In the year past, Wong was invited to create two cut-out sculptures for a mall in Shanghai, where she also has a gallery. Workers built the armature, but Wong herself made each enormous piece by hand, the same way she makes every other piece—the shadow boxes and the wall hangings—with an X-Acto knife, cutting spaces with the material spread out across a work table so large that she has to stand on tip-toes to get a sense of how it's shaping up.

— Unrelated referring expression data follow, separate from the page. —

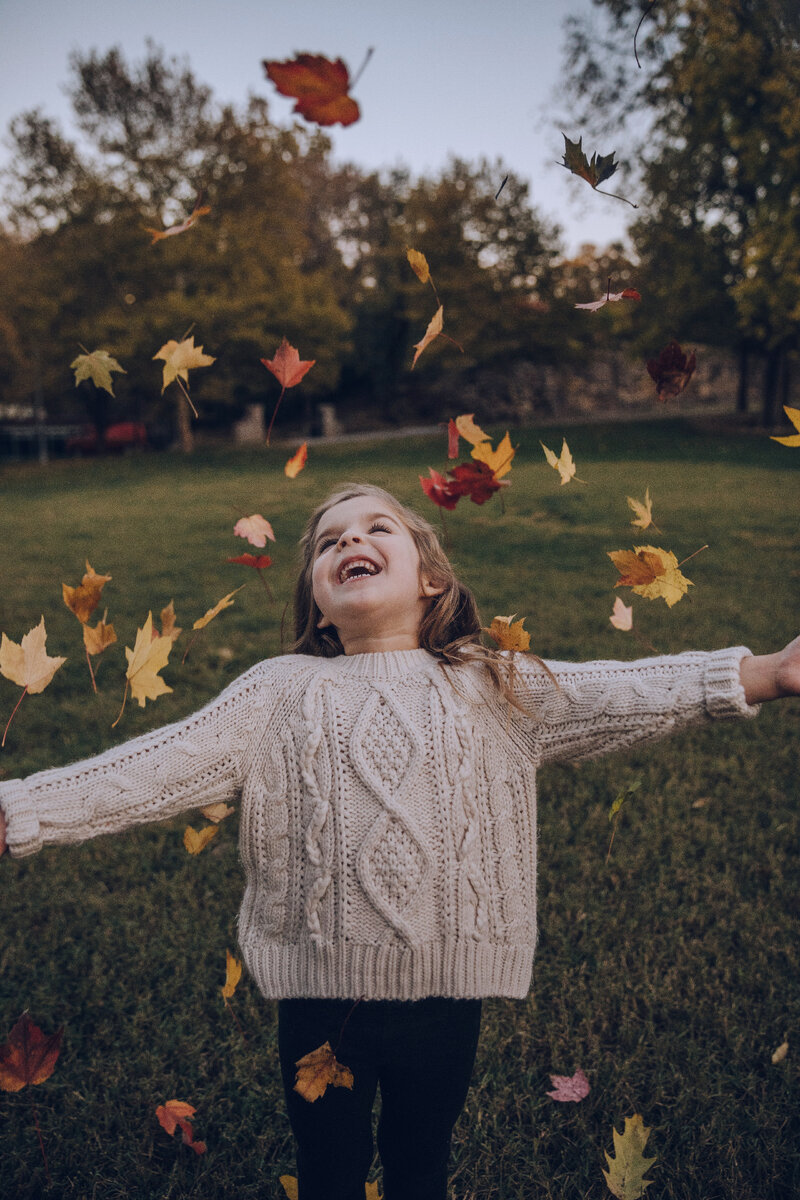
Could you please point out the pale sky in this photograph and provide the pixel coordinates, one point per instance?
(464, 77)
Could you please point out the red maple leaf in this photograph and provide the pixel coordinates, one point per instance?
(318, 85)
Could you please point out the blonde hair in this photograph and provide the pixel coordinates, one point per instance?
(451, 627)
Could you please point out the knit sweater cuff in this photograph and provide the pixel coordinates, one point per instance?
(725, 694)
(23, 833)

|Leah Wong, 2014. Installation in Shaghai, China shopping mall.|
|Point of comparison: Chinese antique|
carved rosewood box show in
Ai Wei Wei's "According to What?"
Why paper cutting? In her exemplary artist's talk at the opening of 360º, Wong explained that this is a traditional Chinese craft practiced by children. Throughout her own childhood, Wong would relax after school by sitting and cutting paper. When she attended China Academy of Art in Hangzhou, her attention was drawn to the foreign, and she undertook oil painting, for which there is nothing comparable in China. After marrying an American, she entered the MFA program at Ohio University as a painter. Faced with every artist's challenge to "know who you are," she struggled, but would relax and reflect by retreating to her childhood pastime of paper and scissors. Perhaps, she discovered, this had something to do with who she was?

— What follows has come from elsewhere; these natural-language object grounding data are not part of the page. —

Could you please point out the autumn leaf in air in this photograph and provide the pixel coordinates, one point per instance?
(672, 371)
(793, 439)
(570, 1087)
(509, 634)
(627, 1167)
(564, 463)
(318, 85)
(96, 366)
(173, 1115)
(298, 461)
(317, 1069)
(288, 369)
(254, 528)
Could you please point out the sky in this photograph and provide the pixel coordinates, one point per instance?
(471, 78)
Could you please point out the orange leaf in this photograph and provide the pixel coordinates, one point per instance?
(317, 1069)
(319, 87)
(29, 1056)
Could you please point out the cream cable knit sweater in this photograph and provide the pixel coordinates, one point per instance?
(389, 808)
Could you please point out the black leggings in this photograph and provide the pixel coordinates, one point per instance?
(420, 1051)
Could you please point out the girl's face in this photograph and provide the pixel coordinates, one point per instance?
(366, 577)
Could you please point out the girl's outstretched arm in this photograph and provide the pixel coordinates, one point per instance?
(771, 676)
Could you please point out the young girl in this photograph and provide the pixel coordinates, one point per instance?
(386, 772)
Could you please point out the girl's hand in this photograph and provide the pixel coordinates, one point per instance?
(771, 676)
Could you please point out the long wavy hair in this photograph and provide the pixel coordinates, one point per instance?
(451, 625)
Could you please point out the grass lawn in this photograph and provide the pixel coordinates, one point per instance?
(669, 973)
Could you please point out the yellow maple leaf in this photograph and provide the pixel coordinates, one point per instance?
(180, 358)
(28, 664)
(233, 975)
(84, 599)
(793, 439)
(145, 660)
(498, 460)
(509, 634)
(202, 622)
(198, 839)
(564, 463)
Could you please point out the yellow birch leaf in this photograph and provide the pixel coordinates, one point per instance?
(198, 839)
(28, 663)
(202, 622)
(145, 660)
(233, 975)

Such exuberance, energy, and expansive definition in this work—all driven by heart and a daring spirit. It's highly enjoyable work, but it is much more than pretty. The powerful lines spin the viewer beyond the works' edges, launching us with their momentum into our own explorations, inner or outer.

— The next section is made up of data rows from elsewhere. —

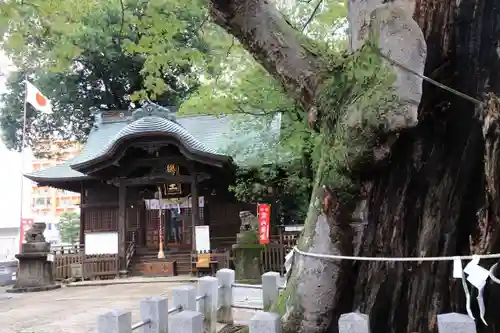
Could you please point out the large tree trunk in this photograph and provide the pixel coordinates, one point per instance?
(432, 197)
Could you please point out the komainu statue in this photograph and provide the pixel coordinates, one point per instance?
(35, 233)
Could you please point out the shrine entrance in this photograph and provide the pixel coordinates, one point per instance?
(171, 224)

The "knowing who you are" struck me in another way as I considered the one aggressively three-dimensional work in 360º, "Autumn Sunset."
|Leah Wong, 2914. Installation, Autumn Sunset. Hand cut Tyvek.|
|Night at the Chihuly Studio, Seattle, Washington.|
The Chihuly works are made in industrial workshops. Many artisans craft the elements of these sculptures, which Chihuly then selects and gathers together as a decorator fashions a bouquet. Wong's work develops organically from her own hand and eye. Every element of the sculpture is handmade. The cloud gathers, the sun bursts from her mind and process. So even when she makes similar pieces, the gestures and the energy have to be generated anew, every single time. They are never prefabricated, but discovered as they arise from the artist's vitality.
Will Wong find the force to make these forever? Few artists stay with one process, unchanged by new impulses drawing them in new directions. Wong seems to have a phenomenal fund of stored electrical excitement to be transferred into this work.